Post by: Calach Pfeffer on February 27, 2019, 02:57:20 AM
Installing Arch Linux sucks all the parts of everything unless you remember to put all the China mirrors (https://www.archlinux.org/mirrorlist/?country=CN&protocol=http&protocol=https&ip_version=4) at the top of /etc/pacman.d/mirrorlist

that is all
Title: Re: Linux - the adventure begins...
Post by: Calach Pfeffer on March 06, 2019, 02:15:25 AM
Manjaro Mate

sucketh less than other installations.


Still cartoony.

I've been thinking of Linux desktop environments as computer interfaces rather than user interfaces.
Title: Re: Linux - the adventure begins...
Post by: Calach Pfeffer on March 29, 2019, 12:11:05 AM
Debian Xfce

i like Manjaro better on principle because no more ppa nonsense, but being that famous thing, a rolling release, it is the forever download option. Debian being the rarely download and tutt-tutt don't ppa option, might well be the right compromise.

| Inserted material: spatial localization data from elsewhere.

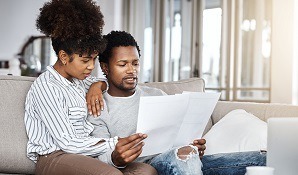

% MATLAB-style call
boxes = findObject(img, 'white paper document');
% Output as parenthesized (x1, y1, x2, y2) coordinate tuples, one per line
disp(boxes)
(136, 92, 220, 157)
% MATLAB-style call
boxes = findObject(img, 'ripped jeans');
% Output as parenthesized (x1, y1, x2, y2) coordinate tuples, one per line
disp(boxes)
(146, 149, 266, 175)
(147, 145, 203, 175)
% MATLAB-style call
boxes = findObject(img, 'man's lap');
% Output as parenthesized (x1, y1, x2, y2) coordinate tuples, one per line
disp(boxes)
(147, 147, 203, 175)
(201, 151, 267, 175)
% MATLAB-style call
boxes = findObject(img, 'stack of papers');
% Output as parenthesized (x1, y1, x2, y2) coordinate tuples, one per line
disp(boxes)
(136, 92, 220, 157)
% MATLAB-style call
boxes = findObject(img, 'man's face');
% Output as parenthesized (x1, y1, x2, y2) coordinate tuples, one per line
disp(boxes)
(63, 52, 98, 80)
(102, 46, 140, 96)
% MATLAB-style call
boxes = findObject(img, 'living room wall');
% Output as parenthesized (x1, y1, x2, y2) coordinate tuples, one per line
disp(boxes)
(0, 0, 122, 60)
(0, 0, 298, 104)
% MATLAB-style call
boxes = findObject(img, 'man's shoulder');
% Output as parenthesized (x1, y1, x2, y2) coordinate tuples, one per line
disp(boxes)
(137, 85, 166, 96)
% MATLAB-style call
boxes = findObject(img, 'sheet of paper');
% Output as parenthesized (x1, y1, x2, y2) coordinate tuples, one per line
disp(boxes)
(136, 92, 220, 157)
(136, 94, 189, 157)
(173, 92, 221, 147)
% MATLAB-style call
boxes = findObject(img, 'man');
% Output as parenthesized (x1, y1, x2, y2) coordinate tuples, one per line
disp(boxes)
(24, 1, 157, 175)
(87, 30, 266, 175)
(89, 30, 203, 175)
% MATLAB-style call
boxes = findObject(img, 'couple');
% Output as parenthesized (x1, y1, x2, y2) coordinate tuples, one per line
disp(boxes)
(24, 0, 265, 175)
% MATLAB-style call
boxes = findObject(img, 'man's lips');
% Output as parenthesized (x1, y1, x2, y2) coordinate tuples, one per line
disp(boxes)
(123, 76, 138, 82)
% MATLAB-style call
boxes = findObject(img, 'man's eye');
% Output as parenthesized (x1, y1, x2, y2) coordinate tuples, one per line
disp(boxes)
(119, 64, 126, 67)
(83, 60, 89, 63)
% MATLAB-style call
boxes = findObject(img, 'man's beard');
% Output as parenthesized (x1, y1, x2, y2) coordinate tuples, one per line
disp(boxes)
(117, 78, 138, 91)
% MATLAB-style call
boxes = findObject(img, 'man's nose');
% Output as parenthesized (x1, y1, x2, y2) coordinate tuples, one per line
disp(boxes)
(127, 64, 136, 73)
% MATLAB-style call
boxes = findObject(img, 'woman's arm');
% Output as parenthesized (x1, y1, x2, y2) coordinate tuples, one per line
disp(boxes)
(81, 76, 108, 116)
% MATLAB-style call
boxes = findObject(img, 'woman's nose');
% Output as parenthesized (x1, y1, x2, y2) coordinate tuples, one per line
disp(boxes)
(87, 60, 95, 70)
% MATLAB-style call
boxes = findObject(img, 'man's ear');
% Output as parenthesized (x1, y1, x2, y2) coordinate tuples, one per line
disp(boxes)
(58, 50, 69, 65)
(100, 62, 109, 75)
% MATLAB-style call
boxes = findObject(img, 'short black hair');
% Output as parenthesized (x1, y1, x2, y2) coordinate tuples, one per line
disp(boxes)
(36, 0, 106, 56)
(99, 31, 141, 63)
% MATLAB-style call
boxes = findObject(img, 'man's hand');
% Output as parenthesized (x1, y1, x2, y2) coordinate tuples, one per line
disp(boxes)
(112, 133, 147, 167)
(191, 138, 206, 159)
(86, 81, 107, 117)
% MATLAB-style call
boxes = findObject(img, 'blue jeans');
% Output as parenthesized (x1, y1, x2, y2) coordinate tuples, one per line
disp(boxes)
(148, 146, 203, 175)
(201, 151, 267, 175)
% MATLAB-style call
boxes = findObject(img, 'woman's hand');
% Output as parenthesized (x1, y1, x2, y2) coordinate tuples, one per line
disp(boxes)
(86, 81, 107, 117)
(191, 138, 206, 159)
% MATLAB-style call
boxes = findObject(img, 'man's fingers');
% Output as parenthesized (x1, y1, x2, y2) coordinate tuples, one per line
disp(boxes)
(119, 142, 144, 162)
(193, 138, 206, 145)
(123, 145, 143, 162)
(197, 145, 206, 151)
(117, 133, 147, 149)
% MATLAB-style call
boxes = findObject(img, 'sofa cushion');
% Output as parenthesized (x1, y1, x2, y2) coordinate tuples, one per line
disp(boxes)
(0, 75, 36, 174)
(203, 109, 267, 155)
(139, 78, 205, 95)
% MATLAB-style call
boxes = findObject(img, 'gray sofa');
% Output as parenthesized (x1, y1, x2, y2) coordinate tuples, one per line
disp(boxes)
(1, 75, 298, 175)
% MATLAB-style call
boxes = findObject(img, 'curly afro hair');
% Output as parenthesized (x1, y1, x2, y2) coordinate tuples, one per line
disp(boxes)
(36, 0, 106, 56)
(99, 30, 141, 64)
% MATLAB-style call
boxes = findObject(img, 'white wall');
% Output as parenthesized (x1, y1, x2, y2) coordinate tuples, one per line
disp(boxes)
(0, 0, 45, 60)
(98, 0, 123, 34)
(0, 0, 122, 61)
(2, 0, 298, 104)
(271, 0, 298, 104)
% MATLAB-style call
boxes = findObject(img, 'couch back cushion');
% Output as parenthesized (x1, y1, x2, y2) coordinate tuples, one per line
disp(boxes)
(0, 75, 36, 174)
(139, 78, 205, 95)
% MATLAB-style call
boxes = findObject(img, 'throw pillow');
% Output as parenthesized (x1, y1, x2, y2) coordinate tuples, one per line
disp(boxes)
(203, 109, 267, 155)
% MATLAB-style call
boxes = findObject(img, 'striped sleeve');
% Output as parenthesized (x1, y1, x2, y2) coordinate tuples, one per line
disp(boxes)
(31, 81, 117, 157)
(81, 75, 108, 92)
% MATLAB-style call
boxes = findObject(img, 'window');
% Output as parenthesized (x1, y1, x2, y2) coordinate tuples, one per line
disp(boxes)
(123, 0, 272, 102)
(203, 0, 272, 102)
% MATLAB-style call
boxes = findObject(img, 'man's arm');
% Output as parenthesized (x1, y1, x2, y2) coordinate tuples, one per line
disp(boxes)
(88, 101, 111, 138)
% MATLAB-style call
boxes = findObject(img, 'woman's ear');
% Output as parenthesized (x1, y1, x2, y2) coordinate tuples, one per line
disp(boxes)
(100, 62, 109, 75)
(58, 50, 69, 65)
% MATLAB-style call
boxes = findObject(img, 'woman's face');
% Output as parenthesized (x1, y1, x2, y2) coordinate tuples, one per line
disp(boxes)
(59, 51, 98, 81)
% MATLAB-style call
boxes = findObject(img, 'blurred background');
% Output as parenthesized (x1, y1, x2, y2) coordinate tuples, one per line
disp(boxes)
(0, 0, 297, 104)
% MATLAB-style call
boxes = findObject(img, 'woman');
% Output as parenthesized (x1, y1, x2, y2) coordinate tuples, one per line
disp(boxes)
(24, 0, 157, 175)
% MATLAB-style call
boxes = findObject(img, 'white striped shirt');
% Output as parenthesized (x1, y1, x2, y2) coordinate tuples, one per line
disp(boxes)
(24, 66, 118, 163)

Also, out of the box I like the Brisk menu on Mate until there being no way to customize starts to suck and the Whisker menu on Xfce starts to shine.

if LibreOffice didn't seem to suck so much relative to Microsoft Office (and XPS Office weren't so abandonware nor so suspect because of it's origin), I think I might well have found my preferred distribution.
Title: Re: Linux - the adventure begins...
Post by: Calach Pfeffer on October 03, 2020, 04:09:18 PM
Manjaro "Mikah" + Chromium + OnlyOffice might actually be okay.

OnlyOffice still won't do animations in presentations but whatever.